I cannot, in the space of this letter, review the history of Lutte Ouvrière and its predecessor, Voix Ouvrière, which have existed as a political tendency since World War II. Suffice it to say that the VO/LO were the political heirs of those like Isaac Deutscher who opposed the founding of the Fourth International in 1938, claiming that it was impossible to build a new international until there were new mass revolutionary parties and new revolutionary victories of the working class.

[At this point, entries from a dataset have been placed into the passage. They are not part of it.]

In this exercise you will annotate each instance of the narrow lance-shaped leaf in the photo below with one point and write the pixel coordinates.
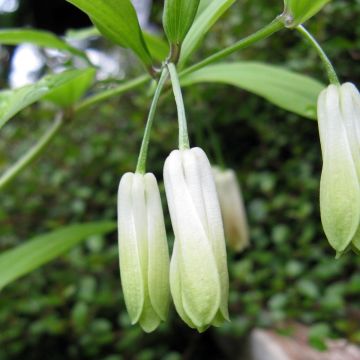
(39, 38)
(157, 46)
(203, 23)
(117, 21)
(13, 101)
(297, 12)
(178, 18)
(40, 250)
(286, 89)
(72, 91)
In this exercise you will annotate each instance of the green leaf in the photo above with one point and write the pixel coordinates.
(69, 93)
(297, 12)
(37, 37)
(158, 48)
(203, 5)
(178, 17)
(286, 89)
(117, 21)
(12, 101)
(44, 248)
(211, 13)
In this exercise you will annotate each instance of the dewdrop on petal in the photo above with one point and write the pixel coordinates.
(143, 250)
(199, 281)
(232, 209)
(339, 128)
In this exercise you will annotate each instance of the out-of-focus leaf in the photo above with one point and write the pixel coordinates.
(117, 20)
(286, 89)
(37, 37)
(72, 91)
(158, 48)
(298, 11)
(44, 248)
(178, 17)
(12, 101)
(201, 26)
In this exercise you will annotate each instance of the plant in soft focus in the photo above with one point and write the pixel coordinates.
(339, 128)
(143, 250)
(198, 274)
(232, 209)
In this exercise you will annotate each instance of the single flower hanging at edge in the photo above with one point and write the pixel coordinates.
(339, 128)
(232, 209)
(198, 272)
(143, 250)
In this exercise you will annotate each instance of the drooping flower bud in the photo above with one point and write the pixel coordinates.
(198, 272)
(232, 209)
(339, 128)
(143, 250)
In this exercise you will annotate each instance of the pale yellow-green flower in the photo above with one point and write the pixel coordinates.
(339, 128)
(232, 209)
(143, 250)
(198, 272)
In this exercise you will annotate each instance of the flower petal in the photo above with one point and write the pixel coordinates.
(130, 269)
(339, 186)
(159, 262)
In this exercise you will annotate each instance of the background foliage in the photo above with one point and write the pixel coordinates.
(73, 307)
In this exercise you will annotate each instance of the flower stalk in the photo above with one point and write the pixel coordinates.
(183, 132)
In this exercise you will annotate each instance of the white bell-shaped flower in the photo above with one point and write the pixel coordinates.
(339, 128)
(143, 250)
(198, 272)
(232, 209)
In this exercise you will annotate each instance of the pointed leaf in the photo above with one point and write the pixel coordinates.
(117, 20)
(12, 101)
(72, 91)
(37, 37)
(286, 89)
(158, 48)
(203, 23)
(40, 250)
(178, 18)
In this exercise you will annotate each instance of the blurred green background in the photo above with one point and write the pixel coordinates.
(73, 308)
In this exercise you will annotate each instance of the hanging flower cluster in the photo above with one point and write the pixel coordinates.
(206, 204)
(232, 209)
(198, 274)
(339, 128)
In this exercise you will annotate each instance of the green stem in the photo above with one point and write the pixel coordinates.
(261, 34)
(33, 152)
(331, 73)
(129, 85)
(183, 133)
(215, 144)
(141, 164)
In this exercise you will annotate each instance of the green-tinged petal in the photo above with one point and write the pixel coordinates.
(232, 209)
(175, 285)
(158, 270)
(339, 186)
(149, 319)
(130, 269)
(350, 110)
(215, 228)
(198, 270)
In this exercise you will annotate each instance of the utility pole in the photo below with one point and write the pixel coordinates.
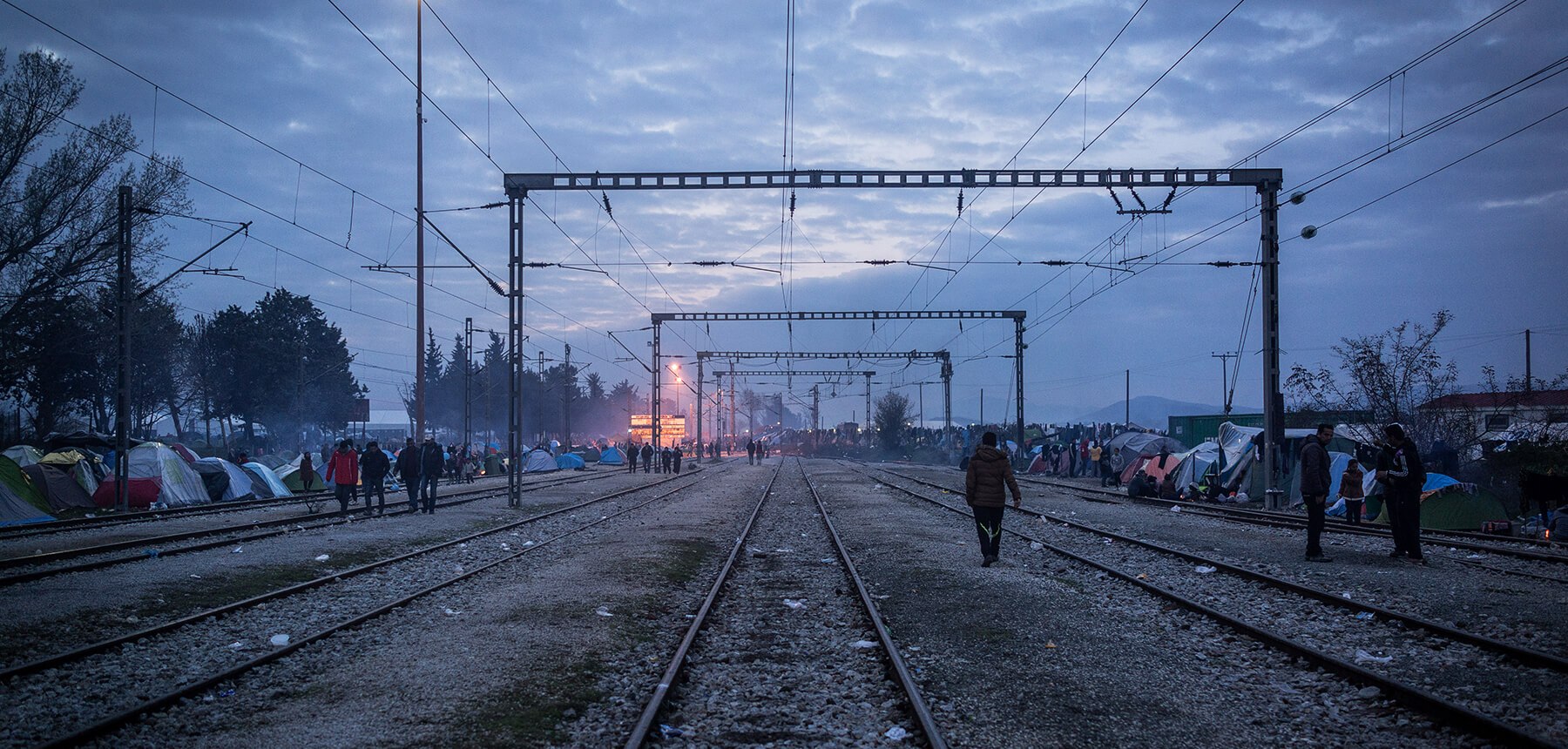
(419, 213)
(1528, 384)
(1225, 388)
(121, 389)
(566, 397)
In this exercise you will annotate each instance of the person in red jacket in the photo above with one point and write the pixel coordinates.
(342, 470)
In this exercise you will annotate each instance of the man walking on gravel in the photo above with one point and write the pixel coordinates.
(1316, 478)
(1402, 474)
(987, 483)
(430, 464)
(342, 470)
(408, 470)
(374, 470)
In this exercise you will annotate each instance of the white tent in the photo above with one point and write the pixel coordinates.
(239, 480)
(178, 483)
(538, 460)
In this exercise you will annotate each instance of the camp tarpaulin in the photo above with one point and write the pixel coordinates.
(21, 502)
(538, 460)
(239, 486)
(24, 455)
(176, 484)
(58, 488)
(264, 476)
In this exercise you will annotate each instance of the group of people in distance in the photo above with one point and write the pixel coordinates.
(666, 460)
(417, 466)
(1401, 472)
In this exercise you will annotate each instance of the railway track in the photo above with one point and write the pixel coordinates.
(123, 678)
(789, 607)
(123, 552)
(1491, 688)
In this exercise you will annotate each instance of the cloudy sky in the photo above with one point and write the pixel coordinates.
(306, 127)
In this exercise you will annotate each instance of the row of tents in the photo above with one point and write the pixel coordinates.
(35, 484)
(1227, 464)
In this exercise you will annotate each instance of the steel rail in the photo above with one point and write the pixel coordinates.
(1462, 717)
(1521, 654)
(645, 723)
(917, 705)
(170, 538)
(1264, 517)
(165, 701)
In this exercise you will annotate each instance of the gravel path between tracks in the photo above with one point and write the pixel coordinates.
(1515, 610)
(78, 608)
(1044, 652)
(787, 655)
(513, 657)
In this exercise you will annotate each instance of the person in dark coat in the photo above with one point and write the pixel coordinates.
(1403, 476)
(987, 482)
(1316, 478)
(430, 464)
(374, 468)
(408, 472)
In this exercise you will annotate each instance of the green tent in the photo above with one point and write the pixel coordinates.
(21, 502)
(1448, 509)
(290, 476)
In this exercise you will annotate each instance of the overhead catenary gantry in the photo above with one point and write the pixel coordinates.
(1266, 182)
(870, 356)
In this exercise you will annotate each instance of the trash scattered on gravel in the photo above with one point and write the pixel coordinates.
(1375, 657)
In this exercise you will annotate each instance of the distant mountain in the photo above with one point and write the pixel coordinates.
(1150, 411)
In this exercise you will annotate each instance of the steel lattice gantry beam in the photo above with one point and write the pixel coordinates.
(938, 356)
(1266, 182)
(719, 378)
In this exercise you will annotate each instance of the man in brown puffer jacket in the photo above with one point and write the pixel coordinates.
(985, 489)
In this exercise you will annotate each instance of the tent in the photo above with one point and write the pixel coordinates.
(24, 455)
(157, 476)
(57, 488)
(1128, 447)
(78, 464)
(1197, 462)
(184, 452)
(538, 460)
(239, 486)
(289, 476)
(19, 500)
(264, 480)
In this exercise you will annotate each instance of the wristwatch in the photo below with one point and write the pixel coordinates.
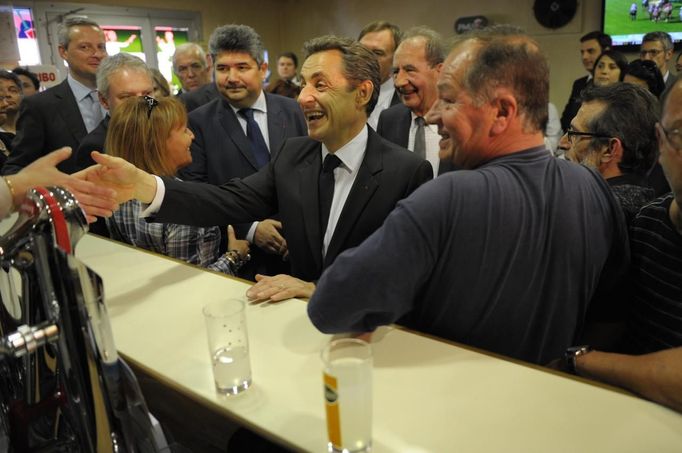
(572, 353)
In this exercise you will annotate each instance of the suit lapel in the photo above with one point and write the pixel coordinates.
(70, 112)
(228, 121)
(308, 180)
(363, 189)
(276, 125)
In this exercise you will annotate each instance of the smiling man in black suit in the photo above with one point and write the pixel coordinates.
(240, 131)
(64, 114)
(325, 209)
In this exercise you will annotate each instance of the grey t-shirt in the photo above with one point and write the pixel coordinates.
(505, 257)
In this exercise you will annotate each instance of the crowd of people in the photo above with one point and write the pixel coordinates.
(393, 178)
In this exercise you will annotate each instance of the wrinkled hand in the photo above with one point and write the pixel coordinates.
(128, 180)
(95, 200)
(241, 246)
(268, 237)
(279, 287)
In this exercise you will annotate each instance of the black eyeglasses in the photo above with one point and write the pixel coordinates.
(574, 136)
(151, 103)
(673, 137)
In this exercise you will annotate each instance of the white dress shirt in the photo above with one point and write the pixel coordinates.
(385, 95)
(351, 155)
(260, 116)
(432, 140)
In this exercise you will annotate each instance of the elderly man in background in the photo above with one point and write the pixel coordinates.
(504, 255)
(416, 65)
(382, 38)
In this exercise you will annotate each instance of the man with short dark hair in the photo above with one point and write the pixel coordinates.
(657, 46)
(382, 38)
(591, 46)
(239, 132)
(504, 255)
(416, 65)
(332, 189)
(64, 114)
(614, 133)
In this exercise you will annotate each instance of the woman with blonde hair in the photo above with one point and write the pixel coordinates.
(152, 134)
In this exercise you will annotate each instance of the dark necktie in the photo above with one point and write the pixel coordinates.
(419, 138)
(260, 149)
(327, 189)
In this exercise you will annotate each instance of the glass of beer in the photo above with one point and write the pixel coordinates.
(348, 394)
(228, 345)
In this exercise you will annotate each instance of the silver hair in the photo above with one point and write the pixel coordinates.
(236, 38)
(189, 47)
(115, 63)
(64, 31)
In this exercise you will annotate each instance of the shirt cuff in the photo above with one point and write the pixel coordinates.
(148, 210)
(252, 232)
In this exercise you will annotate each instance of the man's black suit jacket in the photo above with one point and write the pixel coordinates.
(574, 102)
(47, 121)
(202, 95)
(289, 185)
(394, 125)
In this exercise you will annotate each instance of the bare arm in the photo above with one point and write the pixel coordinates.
(656, 376)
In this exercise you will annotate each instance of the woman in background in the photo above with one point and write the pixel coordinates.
(609, 68)
(153, 135)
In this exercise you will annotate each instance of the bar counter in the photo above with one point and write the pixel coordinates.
(429, 395)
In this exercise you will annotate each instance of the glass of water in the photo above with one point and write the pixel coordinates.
(228, 345)
(348, 394)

This position put the cart before the horse, rejecting the only means of creating new mass parties and winning new revolutionary victories—the building of an international movement based on the defense of revolutionary socialist principles. This opposition to the building of the Fourth International reflected a pervasive skepticism about the prospects for the struggle for Marxism, and a demoralization produced by the great defeats of the working class in the 1930s and the bestial crimes of Stalinism and Nazism.
You write, referring to the organizations claiming to represent the continuity of Trotskyism: “The LO holds that none constitutes an international worthy of the name, because their weight is much less than necessary to intervene on the international scene.” This is pragmatism of the crudest sort. For you and the LO, it is numbers and not political principles which determine the viability of a political tendency.
You declare that the ICFI is too small to have an effective intervention on the international scene—a proposition we entirely reject. But in that case, let me pose another question. What’s your excuse in France? Lutte Ouvrière has thousands of supporters and received 1.6 million votes—yet the organization effectively abstains from political struggle, not only within France, as we see in relation to the election, but above all, internationally.
It is noteworthy that Laguiller, in her presidential campaign, made almost no reference to the international issues facing French workers. She did not campaign against French intervention in Afghanistan, against French collaboration with US imperialism in the Middle East, against French support for neo-colonial rule in Africa.
The hostility of Lutte Ouvrière to the Fourth International must have the most pernicious consequences, both for the political health of this organization and for the French working class. The building of a revolutionary socialist leadership in France can only go forward as an international task.